Thanks to modern Bluetooth 5.2, initial contact with an external player is trouble-free. The Air Pro 2 can be operated individually, but multipoint is not offered, so to change the external player, the first one must be disconnected and the procedure triggered again. The transmission range in an office with many nooks and crannies was a good eleven metres through walls; outdoors, with visual contact, connection over more than 20 metres was possible. The signal is SBC- or AAC-encoded and sent to 10 mm titanium drivers, which are housed in a sweat- and splash-proof IPX5-certified casing, which is shaped in typical AirPods style. These fit very well if the right adaptor is used.
The touch surfaces on the backs of the in-ears respond reliably and quickly to single, double and triple taps, with volume controls in addition to remote and phone controls. ANC, HearThrough and digital assistant are controlled by tapping and holding on the left and right in-ear, respectively. If an in-ear is removed from the ear, the programme stops until the earpiece is reinserted, although this is sometimes somewhat unreliable – the programme continued to run even though the in-ears were on the table.
Active noise cancellation
The four microphones on the Air Pro 2 take care of cancelling out ambient noise, and this works very well, especially since the mechanical isolation provided by these tight-fitting in-ears already reduces a lot of outside noise. The hybrid ANC turns the noise of a roaring lorry into a whispering small car, and general street noise is also reduced, especially the low to medium interference frequencies, and this does not lead to dead silence in the head, but instead has a considerable soothing and calming effect. If you listen with the ANC on while working, you will notice – in addition to a distinct diving bell effect – how a quiet hissing and, most notably, a crackling accompanies the operation, and this is disturbingly noticeable during quiet passages of music. If you want to hear your surroundings better without taking the Air Pro 2 out of your ears, you can switch on the transparency mode that directs outside noise into the ear via the microphones; typically, this sounds artificial and noisy but allows enough for a brief eavesdrop on your surroundings and allows you to exchange a few words in a shop. ANC and HearThrough are susceptible to wind noise, even though EarFun advertises that this is detected and suppressed by an algorithm. However, it does happen and becomes more and more annoying when ANC is switched to Transparent mode, especially when cycling.
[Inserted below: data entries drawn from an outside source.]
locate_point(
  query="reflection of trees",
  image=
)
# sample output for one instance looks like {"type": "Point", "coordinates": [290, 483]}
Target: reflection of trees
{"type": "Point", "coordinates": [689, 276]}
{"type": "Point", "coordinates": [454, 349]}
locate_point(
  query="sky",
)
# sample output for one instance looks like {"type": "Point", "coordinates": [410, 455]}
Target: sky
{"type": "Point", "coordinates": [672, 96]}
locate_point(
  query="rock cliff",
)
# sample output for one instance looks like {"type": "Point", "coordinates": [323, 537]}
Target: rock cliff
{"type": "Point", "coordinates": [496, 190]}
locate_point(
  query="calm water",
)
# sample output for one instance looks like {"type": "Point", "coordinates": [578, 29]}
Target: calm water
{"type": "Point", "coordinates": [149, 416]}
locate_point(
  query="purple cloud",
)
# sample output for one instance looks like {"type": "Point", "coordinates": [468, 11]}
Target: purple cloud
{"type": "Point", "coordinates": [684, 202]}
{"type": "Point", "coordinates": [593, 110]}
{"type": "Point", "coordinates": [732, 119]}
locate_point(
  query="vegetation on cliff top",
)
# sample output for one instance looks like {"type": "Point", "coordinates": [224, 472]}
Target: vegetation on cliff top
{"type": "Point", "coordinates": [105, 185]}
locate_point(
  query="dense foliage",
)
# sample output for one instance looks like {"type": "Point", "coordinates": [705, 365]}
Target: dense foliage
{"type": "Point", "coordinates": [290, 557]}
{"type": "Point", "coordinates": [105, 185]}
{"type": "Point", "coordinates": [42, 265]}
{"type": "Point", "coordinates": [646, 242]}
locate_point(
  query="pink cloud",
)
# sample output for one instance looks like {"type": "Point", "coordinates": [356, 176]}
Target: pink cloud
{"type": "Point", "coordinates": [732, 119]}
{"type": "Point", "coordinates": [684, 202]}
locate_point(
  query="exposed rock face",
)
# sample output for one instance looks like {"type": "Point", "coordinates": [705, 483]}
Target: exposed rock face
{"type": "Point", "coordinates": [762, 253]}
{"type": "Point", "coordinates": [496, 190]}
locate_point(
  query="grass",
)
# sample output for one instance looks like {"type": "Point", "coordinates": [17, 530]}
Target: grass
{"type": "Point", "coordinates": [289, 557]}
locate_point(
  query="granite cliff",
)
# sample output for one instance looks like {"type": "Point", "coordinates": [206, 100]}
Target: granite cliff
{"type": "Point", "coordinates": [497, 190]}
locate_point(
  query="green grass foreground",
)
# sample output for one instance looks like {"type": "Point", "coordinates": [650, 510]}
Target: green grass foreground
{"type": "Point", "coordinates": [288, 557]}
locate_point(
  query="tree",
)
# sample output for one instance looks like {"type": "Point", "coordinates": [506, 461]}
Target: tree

Sound-wise, the Air Pro 2 focus on bass, neglect the mids somewhat, and offer pretty clear and transparent highs in the upper ranges. With a little EQ balancing, the overall result is a well penetrating, round sound that is fun to listen to, does not tire the ears even after a long listening period that offers enough room for more complex music to unfold, even if it fails to deliver a really great listening experience. When ANC is activated, the sound is boosted a little more from below, and the mids seem fuller, which makes the sound a little more full-bodied, but it does not make a dramatic change compared to normal mode.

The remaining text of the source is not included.